Material and Methods

An FF applicator (12 catheters, each passing through the center of 24 spheres with 10mm diameter) was fixed between two plexiglass blocks with its sides parallel to the block edges and placed on a flat MagPhan TMR008 phantom in a 3T Siemens Vida scanner (Fig1 a, b). Coronal and axial 3D PETRA images (TR\TE\TI 3.3\0.07\100 ms, FOV 280x280 mm2, 0.8 mm isotropic voxels, BW 406 Hz/px) were acquired using a top UltraFlex Large 18 and bottom Spine 32 coil.

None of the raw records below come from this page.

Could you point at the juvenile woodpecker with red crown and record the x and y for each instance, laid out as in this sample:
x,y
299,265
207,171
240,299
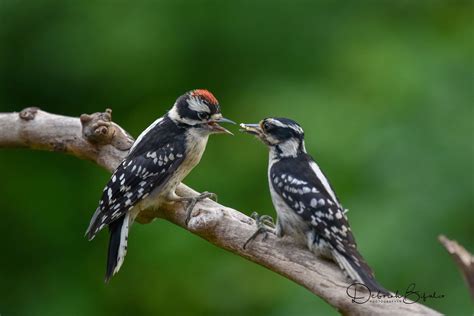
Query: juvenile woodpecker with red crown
x,y
307,206
161,157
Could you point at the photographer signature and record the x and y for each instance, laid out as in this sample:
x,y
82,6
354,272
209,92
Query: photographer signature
x,y
360,294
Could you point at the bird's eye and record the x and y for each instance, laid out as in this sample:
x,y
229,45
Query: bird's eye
x,y
266,126
203,116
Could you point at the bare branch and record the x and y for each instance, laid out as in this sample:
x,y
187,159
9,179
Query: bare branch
x,y
95,137
463,259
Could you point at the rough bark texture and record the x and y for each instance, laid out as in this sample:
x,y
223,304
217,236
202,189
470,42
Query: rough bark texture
x,y
95,137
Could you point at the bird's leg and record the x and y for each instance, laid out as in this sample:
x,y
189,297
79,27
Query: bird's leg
x,y
192,201
265,225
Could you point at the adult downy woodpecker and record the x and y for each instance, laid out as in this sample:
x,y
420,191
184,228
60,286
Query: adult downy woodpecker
x,y
306,205
161,157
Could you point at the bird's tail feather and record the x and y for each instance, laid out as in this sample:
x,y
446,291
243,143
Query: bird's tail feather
x,y
358,270
117,246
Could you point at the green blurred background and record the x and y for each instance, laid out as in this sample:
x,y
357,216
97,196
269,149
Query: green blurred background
x,y
384,90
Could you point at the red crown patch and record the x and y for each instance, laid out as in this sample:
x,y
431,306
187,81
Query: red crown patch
x,y
205,95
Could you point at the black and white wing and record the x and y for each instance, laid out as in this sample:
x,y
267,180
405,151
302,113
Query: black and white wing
x,y
149,165
304,188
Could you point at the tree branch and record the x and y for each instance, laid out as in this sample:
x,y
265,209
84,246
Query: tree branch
x,y
95,137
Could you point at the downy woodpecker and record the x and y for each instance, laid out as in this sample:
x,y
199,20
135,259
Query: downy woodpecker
x,y
306,205
161,157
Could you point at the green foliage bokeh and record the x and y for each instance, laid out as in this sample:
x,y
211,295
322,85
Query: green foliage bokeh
x,y
383,89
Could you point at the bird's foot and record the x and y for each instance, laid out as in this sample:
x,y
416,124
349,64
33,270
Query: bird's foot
x,y
192,201
265,225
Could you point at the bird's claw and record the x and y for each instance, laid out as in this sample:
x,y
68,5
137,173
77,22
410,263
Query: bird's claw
x,y
194,200
263,223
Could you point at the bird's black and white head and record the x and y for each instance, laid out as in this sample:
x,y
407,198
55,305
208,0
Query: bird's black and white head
x,y
199,109
283,136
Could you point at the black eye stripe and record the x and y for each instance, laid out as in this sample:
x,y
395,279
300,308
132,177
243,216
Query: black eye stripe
x,y
203,115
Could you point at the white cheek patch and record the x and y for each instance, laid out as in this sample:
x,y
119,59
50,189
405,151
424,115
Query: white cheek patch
x,y
196,105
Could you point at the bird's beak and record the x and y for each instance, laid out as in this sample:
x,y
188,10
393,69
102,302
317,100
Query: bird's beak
x,y
253,129
216,128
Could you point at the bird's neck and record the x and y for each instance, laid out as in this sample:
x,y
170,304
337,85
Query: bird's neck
x,y
290,148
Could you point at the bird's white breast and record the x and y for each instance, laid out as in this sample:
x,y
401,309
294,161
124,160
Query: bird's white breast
x,y
291,223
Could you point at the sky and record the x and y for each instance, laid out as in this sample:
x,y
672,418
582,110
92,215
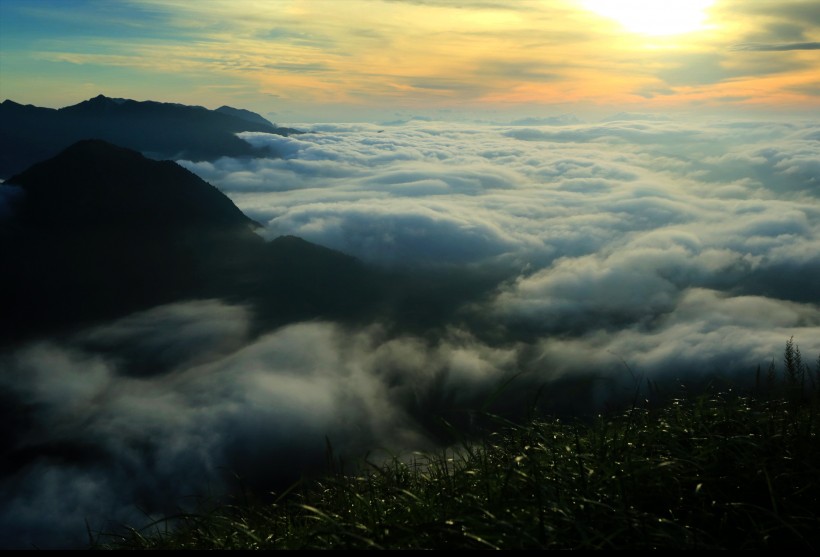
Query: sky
x,y
643,187
639,247
368,60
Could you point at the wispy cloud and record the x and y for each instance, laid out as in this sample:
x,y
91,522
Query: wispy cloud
x,y
762,47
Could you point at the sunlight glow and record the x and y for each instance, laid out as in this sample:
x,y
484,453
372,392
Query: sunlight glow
x,y
667,17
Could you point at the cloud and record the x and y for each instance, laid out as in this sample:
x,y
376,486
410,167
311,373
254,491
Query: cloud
x,y
104,445
678,248
758,47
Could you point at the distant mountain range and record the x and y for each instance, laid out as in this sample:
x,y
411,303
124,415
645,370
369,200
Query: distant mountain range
x,y
99,231
30,134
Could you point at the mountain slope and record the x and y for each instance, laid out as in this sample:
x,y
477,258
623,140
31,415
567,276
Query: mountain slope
x,y
100,231
160,130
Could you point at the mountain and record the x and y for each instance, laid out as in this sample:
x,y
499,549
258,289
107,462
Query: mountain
x,y
99,231
160,130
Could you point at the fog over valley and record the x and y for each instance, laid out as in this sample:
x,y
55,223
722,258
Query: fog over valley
x,y
564,262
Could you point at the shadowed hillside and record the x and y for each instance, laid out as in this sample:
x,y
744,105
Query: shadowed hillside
x,y
161,130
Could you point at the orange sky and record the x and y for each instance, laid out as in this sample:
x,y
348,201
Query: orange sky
x,y
354,59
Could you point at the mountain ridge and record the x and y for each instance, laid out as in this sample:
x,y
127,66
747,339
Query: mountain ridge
x,y
30,133
100,231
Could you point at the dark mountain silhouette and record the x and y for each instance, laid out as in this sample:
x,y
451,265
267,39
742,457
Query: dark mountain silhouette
x,y
29,134
100,231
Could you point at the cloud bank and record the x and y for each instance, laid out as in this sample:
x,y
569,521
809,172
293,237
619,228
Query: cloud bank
x,y
632,246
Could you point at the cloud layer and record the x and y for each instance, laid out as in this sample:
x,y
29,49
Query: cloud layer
x,y
633,246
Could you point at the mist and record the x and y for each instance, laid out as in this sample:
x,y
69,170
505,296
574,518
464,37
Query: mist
x,y
626,248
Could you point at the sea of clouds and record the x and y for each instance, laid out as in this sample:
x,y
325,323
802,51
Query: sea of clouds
x,y
625,248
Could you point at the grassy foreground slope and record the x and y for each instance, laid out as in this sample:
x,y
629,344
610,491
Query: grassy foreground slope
x,y
716,470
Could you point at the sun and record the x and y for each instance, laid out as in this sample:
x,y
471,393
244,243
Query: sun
x,y
654,17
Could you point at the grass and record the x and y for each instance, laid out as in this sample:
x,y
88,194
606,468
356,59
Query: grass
x,y
716,470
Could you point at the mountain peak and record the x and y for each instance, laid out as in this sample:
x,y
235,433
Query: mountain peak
x,y
161,130
94,183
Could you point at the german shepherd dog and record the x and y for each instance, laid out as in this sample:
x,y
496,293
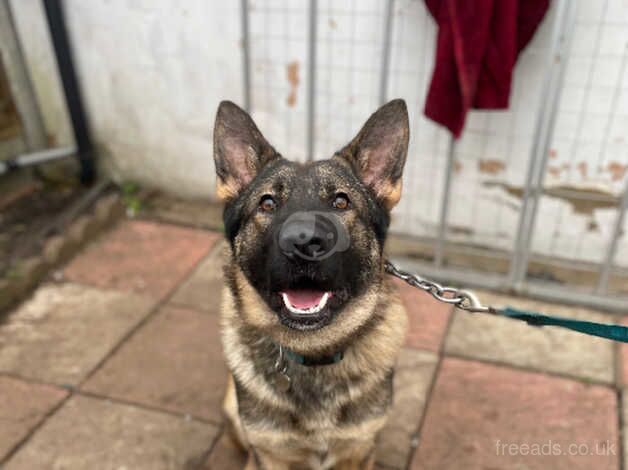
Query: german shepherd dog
x,y
310,326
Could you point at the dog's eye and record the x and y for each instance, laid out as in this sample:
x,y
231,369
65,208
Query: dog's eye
x,y
341,201
267,203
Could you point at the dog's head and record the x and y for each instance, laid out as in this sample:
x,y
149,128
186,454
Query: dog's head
x,y
309,237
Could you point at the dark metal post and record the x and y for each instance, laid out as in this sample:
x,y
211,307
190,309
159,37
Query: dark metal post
x,y
65,63
246,67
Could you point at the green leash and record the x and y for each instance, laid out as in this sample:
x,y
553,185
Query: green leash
x,y
466,300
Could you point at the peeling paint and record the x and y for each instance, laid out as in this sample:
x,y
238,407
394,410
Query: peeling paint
x,y
583,200
583,169
617,170
491,167
292,72
593,226
460,230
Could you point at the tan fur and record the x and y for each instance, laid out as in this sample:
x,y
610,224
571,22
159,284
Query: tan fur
x,y
226,190
370,357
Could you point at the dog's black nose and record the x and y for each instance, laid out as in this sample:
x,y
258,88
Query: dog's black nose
x,y
306,238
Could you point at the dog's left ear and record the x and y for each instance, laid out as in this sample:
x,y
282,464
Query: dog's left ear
x,y
240,150
378,152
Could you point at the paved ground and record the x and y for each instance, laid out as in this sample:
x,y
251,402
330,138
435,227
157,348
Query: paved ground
x,y
118,366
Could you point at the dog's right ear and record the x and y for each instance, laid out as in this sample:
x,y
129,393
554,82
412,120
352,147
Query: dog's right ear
x,y
240,150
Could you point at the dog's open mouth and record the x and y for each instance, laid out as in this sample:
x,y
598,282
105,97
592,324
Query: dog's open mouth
x,y
305,301
307,308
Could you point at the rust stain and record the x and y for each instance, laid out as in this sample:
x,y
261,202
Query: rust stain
x,y
492,167
592,226
583,169
617,170
582,200
292,72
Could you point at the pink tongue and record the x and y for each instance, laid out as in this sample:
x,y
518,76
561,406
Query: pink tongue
x,y
304,298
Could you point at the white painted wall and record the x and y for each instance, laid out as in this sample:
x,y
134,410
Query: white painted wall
x,y
154,71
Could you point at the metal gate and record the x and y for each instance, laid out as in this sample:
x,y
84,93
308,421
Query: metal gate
x,y
531,200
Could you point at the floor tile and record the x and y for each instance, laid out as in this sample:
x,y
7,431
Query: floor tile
x,y
202,290
174,362
22,406
226,455
413,377
427,318
549,349
87,433
65,330
142,257
492,417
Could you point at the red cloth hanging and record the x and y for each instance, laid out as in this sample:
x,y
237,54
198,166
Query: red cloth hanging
x,y
477,47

A custom MATLAB code selected a ROI comprising the FF in the coronal plane. The central column of the top left sphere was manually selected, and the central column position of top row reference spheres (RSs) to its right was estimated using pixel size. Row profiles of 13 columns corresponding to each RS were extracted and normalized and their numerical gradient was computed. Profile mean and standard deviation and gradient mean over columns were calculated for each RS (Fig 1c). Catheter positions were defined as row numbers corresponding to minima of profile mean over rows, found within 2 pixels of minima of standard deviation and of gradient mean. The distance between adjacent catheters was calculated from their row difference. Catheter distance difference from the known 10 mm value yielded positional accuracy. Average absolute positional accuracy and its standard deviation were calculated for all adjacent catheter pairs of each RS in a ROI (Fig 2c).


Results

Catheters inside the FF were distinguished on PETRA images in all 3 orientations with higher signal intensity than air and lower signal intensity than silicone spheres (Fig 1 c; Fig 2 a, b). Automated catheter detection in the coronally placed applicator was feasible using the proposed algorithm for originally acquired and for reconstructed coronal slices centered on the applicator. The positional accuracy obtained was 0.40 ± 0.11 and 0.52 ± 0.30 for two acquired, and 0.46 ± 0.23 and 0.53 ± 0.30 (average ± standard deviation) for two reconstructed coronal slices encompassing the catheters.



Conclusion

The catheters of an FF applicator with known dimensions were detected on PETRA MR images using a novel algorithm. Overall catheter positional accuracy was around half millimeter, indicating reliable detection of catheters along their length inside the applicator. These results suggest that PETRA provides adequate catheter detection accuracy for application in SABT MR-only treatment planning.